It’s time to celebrate when your toddler says “No”. She has discovered she can assert her independence. Her defiance tests your reaction to her unique preferences. Your role is to let her develop self-reliance without losing your guiding authority and respect.

Here’s how:

  • Know your goal. Don’t stop her from saying “No”. Facilitate her independence in a manageable way.
  • Teach her what’s negotiable and what isn’t. She must know you’re in charge, but that you respect her and will give her space. For example, getting dressed is non-negotiable but you may want to let her choose the colour of her shorts.
  • Give her warning before ending an activity. If you suddenly interrupt what she’s doing, she’ll feel her rights have been stepped on.

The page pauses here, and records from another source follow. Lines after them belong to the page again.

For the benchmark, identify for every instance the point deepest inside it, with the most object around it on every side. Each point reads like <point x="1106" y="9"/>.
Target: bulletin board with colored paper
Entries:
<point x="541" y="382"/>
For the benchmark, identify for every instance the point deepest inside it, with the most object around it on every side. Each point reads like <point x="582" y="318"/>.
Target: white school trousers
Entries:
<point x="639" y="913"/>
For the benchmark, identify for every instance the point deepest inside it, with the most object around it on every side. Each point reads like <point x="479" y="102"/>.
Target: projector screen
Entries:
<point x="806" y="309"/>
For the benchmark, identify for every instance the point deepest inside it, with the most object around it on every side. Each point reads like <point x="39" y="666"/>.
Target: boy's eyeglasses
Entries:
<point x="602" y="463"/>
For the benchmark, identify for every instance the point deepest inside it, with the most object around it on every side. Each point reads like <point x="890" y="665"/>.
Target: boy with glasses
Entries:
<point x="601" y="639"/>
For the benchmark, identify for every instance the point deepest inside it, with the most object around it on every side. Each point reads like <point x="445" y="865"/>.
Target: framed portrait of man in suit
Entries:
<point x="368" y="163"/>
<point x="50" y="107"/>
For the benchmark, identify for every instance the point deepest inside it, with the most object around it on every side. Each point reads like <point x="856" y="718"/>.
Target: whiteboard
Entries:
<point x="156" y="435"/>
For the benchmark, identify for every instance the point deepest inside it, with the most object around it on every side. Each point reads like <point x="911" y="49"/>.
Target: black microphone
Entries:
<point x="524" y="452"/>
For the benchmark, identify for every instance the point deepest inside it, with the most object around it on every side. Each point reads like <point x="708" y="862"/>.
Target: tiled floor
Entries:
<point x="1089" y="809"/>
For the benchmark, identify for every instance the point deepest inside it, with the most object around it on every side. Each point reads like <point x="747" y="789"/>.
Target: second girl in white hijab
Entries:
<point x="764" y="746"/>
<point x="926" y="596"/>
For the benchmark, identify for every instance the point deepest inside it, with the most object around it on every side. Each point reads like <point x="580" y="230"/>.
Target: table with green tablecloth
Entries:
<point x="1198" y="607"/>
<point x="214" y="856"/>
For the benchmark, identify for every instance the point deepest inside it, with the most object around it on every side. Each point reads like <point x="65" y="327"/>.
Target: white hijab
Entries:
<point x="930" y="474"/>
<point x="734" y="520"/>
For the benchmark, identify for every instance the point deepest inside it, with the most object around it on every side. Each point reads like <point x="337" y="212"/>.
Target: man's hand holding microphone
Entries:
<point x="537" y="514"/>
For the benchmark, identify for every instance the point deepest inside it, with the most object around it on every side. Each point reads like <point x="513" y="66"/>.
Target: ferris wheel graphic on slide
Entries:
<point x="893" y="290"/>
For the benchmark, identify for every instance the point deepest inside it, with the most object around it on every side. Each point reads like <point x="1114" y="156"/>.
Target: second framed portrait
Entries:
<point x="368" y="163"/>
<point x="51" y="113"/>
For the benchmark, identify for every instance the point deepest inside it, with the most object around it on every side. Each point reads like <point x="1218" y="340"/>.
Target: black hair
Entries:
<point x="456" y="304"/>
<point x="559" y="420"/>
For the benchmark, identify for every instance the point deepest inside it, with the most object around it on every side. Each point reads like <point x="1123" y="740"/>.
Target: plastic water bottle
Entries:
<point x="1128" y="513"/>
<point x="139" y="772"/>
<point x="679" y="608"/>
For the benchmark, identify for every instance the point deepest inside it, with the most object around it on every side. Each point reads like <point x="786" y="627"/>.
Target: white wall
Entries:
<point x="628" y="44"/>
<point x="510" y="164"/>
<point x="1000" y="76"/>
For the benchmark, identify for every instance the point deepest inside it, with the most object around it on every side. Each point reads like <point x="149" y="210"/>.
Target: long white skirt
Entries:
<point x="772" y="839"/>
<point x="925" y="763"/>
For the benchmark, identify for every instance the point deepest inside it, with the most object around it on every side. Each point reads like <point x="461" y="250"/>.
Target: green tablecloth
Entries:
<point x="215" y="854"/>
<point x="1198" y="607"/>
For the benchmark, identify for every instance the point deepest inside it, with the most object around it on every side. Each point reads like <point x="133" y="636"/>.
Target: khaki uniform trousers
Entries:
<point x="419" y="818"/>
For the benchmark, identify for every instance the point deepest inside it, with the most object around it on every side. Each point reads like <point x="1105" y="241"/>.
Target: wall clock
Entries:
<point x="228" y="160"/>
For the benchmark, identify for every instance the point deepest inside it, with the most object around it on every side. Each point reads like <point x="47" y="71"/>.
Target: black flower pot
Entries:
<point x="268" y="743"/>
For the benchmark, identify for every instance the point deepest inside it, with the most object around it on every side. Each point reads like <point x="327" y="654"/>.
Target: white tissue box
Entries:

  • Don’t panic. Her uncooperative manner means she’s developing a sense of control – not that you’ve lost yours.
  • Manage her emotions with distraction. When, for example, you whip the metal knife out of her hand before she bangs it on a glass bowl say, “I know you feel cross that you can’t drum on the glass. It will break and you’ll get hurt. Here’s something you can drum with instead.”
  • Allow her the opportunity to learn. She only has time and the length of your patience to learn. She is doing her best to grow into her new role and will appreciate kind, firm instruction as she presses forward.
  • Turn chores into games. To gain cooperation for routine chores, make a game of it. For example, instead of saying: “Let’s clean up,” say “let’s place all the treasure (toys) in the basket before the pirates come.”
  • Remember this stage will pass. Your patience will go a long way in investing in your child’s development.